We maintain the stage, block, and channel settings of the original Swin Transformer for 4 configurations of Swin Transformer V2:

SwinV2-T: $C$ = $96$ , #. block = $\{2,2,6,2\}$

SwinV2-S/B/L: $C$ = $96/128/192$ , #.block= $\{2,2,18,2\}$

with $C$ the number of channels in the first stage.

We further scale up Swin Transformer V2 to its huge size and giant size, with 658 million parameters and 3 billion parameters, respectively:

SwinV2-H: $C=352$ , #. block = $\{2,2,18,2\}$

SwinV2-G: $C=512$ , #. block = $\{2,2,42,4\}$

For SwinV2-H and SwinV2-G, we add an additional layer normalization layer on the main branch every 6 layers. To save experimental time, we only employ SwinV2-G for large-scale experiments. SwinV2-H is employed for another parallel study about self-supervised learning .

Experiments

We conduct experiments on ImageNet-1K image classification (V1 and V2) , COCO object detection , and ADE20K semantic segmentation . For the 3B model experiments, we also report the accuracy on Kinetics-400 video action recognition .

Image classification. ImageNet-1K V1 and V2 val are used for evaluation. ImageNet-22K which has 14M images and 22K categories is optionally employed for pre-training. For the pre-training our largest model SwinV2-G, a privately collected ImageNet-22K-ext dataset with 70 million images is used. For this dataset, a duplicate removal process is conducted to exclude overlapping images with ImageNet-1K V1 and V2 validation sets.

Object detection. COCO is used for evaluation. For our largest model experiments, we employ an additional detection pre-training phase using Object 365 v2 dataset , in-between the image classification pre-training phase and the COCO fine-tuning phase.

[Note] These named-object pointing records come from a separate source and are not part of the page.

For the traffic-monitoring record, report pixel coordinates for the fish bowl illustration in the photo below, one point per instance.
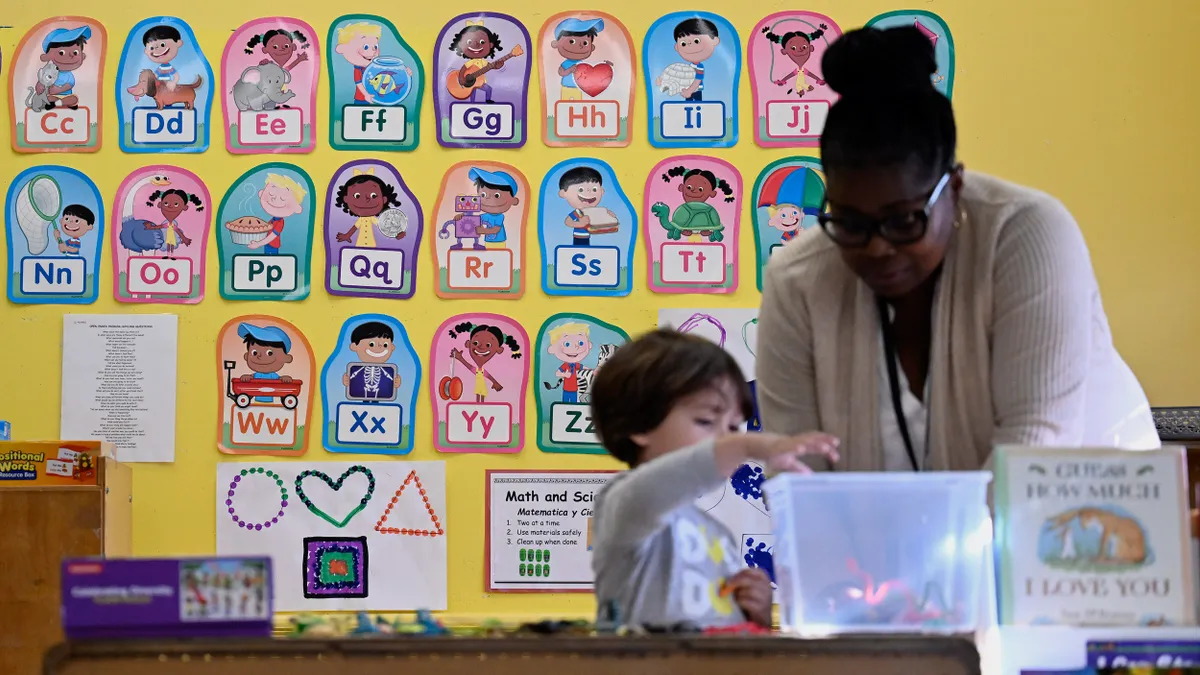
(387, 81)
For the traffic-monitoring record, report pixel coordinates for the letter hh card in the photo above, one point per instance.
(480, 220)
(587, 227)
(161, 232)
(375, 100)
(479, 370)
(693, 211)
(787, 197)
(264, 242)
(481, 82)
(373, 227)
(937, 31)
(54, 87)
(791, 99)
(570, 348)
(54, 223)
(586, 70)
(265, 372)
(269, 73)
(693, 64)
(369, 388)
(163, 89)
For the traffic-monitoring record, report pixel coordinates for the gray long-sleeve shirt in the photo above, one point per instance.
(657, 556)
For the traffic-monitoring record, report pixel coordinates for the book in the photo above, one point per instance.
(1093, 537)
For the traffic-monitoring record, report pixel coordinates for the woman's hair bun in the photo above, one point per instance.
(874, 61)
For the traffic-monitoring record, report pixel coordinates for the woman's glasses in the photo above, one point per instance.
(900, 230)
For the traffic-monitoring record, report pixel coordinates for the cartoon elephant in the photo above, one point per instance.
(262, 88)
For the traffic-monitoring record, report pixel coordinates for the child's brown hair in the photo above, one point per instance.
(645, 380)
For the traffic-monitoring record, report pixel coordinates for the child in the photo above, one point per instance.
(670, 406)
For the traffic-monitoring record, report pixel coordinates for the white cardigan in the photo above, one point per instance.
(1021, 347)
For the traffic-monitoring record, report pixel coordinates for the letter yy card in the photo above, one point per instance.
(163, 89)
(54, 87)
(269, 72)
(481, 82)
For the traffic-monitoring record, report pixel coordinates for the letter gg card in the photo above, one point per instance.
(369, 388)
(479, 370)
(586, 70)
(791, 99)
(693, 64)
(787, 197)
(160, 237)
(693, 211)
(265, 375)
(375, 100)
(480, 220)
(570, 348)
(54, 87)
(937, 31)
(54, 223)
(269, 72)
(372, 228)
(163, 89)
(264, 240)
(481, 82)
(587, 227)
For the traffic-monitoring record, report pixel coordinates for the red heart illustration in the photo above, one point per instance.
(593, 79)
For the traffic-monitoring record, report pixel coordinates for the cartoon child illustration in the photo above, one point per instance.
(583, 189)
(373, 342)
(484, 342)
(797, 46)
(575, 40)
(64, 48)
(279, 46)
(280, 197)
(365, 196)
(172, 203)
(696, 41)
(77, 220)
(267, 353)
(570, 344)
(695, 217)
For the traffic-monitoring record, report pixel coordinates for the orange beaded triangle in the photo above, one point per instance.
(436, 531)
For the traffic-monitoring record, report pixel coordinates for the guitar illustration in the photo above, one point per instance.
(463, 82)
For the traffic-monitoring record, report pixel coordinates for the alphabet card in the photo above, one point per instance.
(265, 239)
(791, 99)
(481, 81)
(265, 372)
(586, 226)
(693, 64)
(375, 101)
(787, 197)
(480, 220)
(54, 87)
(163, 89)
(369, 388)
(935, 29)
(587, 79)
(372, 228)
(693, 211)
(54, 223)
(479, 371)
(270, 69)
(160, 238)
(570, 348)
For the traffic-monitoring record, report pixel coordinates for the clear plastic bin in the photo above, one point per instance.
(880, 553)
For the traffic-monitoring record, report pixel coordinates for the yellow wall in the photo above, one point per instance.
(1083, 99)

Video action classification. Kinetics-400 (K400) is used in evaluation.

The pre-training and fine-tuning settings will be detailed in Appendix.

2 Scaling Up Experiments

We first present the results on various representative visual benchmarks by scaling up models to 3 billion parameters and to high image/window resolutions.

We adopt a smaller $192\times 192$ image resolution in pre-training to save on training costs. We take a 2-step pre-training approach. First, the model is pre-trained using a self-supervised method on the ImageNet-22K-ext dataset by 20 epochs. Second, the model is further pre-trained by 30 epochs using the image classification task on this dataset. Detailed pre-training and fine-tuning setups are described in the appendix.

In the following paragraphs, we report the accuracy of SwinV2-G on representative vision benchmarks. Note that since our main goal is to explore how to feasibly scale up model capacity and window resolution, and whether the vision tasks can benefit from significantly larger capacity, we did not particularly align complexities or pre-training data in comparisons.

ImageNet-1K image classification results

Table 2 compares the SwinV2-G model with previously largest/best vision models on ImageNet-1K V1 and V2 classification. SwinV2-G is the largest dense vision model to present. It achieves a top-1 accuracy of 84.0% on the ImageNet V2 benchmark, which is +0.7% higher than previous best one (83.3%). Our accuracy on ImageNet-1K V1 is marginally lower (90.17% vs 90.88%). The performance difference might come from different degrees of dataset over-tuning . Also note we employ much less training iterations and lower image resolutions than those in previous efforts, while performing very well.

We also compare the SwinV2-B and SwinV2-L to the original SwinV1-B and SwinV1-L, respectively, where a +0.8% and +0.4% gains are observed. The shrunken gains by SwinV2-L than that of SwinV2-B may imply that if exceeding this size, more labeled data, stronger regularization, or advanced self-supervised learning methods are required.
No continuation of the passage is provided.